Lansanou Kouyaté a rencontré le président burkinabé Ibrahim Traoré à Ouagouadougou. Cette entrevue s’inscrit dans un contexte de tensions régionales. Le médiateur de la CEDEAO a plaidé pour une collaboration avec l’Alliance des États du Sahel. Il a souligné que la géographie unit ces deux espaces. La sécurité et la stabilité étaient au centre des discussions. La libre circulation des personnes constitue une question clef. Cette circulation soutient des liens économiques et sociaux importants.

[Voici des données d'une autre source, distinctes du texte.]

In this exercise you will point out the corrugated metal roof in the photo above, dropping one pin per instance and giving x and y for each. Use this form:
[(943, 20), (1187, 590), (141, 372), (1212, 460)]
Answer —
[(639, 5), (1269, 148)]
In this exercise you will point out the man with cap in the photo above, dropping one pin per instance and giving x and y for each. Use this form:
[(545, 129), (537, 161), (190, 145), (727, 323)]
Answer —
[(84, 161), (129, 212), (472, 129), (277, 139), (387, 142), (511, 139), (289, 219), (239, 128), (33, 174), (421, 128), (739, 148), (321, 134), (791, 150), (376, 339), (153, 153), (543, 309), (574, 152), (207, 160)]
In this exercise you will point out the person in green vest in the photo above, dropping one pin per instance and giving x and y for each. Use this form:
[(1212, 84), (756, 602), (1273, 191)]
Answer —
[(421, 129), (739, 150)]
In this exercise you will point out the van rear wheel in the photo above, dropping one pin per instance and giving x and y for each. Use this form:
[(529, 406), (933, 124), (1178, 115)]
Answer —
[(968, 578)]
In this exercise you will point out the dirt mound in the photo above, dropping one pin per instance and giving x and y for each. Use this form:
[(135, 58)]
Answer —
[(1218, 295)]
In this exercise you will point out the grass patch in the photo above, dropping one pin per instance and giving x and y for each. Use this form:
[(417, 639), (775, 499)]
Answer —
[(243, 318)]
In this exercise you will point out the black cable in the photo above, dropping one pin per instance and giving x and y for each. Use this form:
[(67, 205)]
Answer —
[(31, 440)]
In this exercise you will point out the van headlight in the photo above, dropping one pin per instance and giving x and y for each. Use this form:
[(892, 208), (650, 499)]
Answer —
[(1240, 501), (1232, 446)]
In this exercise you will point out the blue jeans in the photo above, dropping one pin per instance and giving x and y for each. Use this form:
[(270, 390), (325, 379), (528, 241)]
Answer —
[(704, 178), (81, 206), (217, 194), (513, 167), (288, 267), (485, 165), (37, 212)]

En janvier 2024, le Mali, le Niger et le Burkina Faso ont annoncé leur retrait de la CEDEAO. En juillet 2024, ces pays ont créé la Confédération AGS. En mars 2026, la CEDEAO a nommé Kouyaté comme médiateur spécial. Ce dernier doit négocier avec l’AGS pour trouver des terrains d’entente. Les entretiens à Ouagadougou ont abordé des sujets concrets. La région fait face à des défis sécuritaires croissants. Les populations attendent des solutions durables.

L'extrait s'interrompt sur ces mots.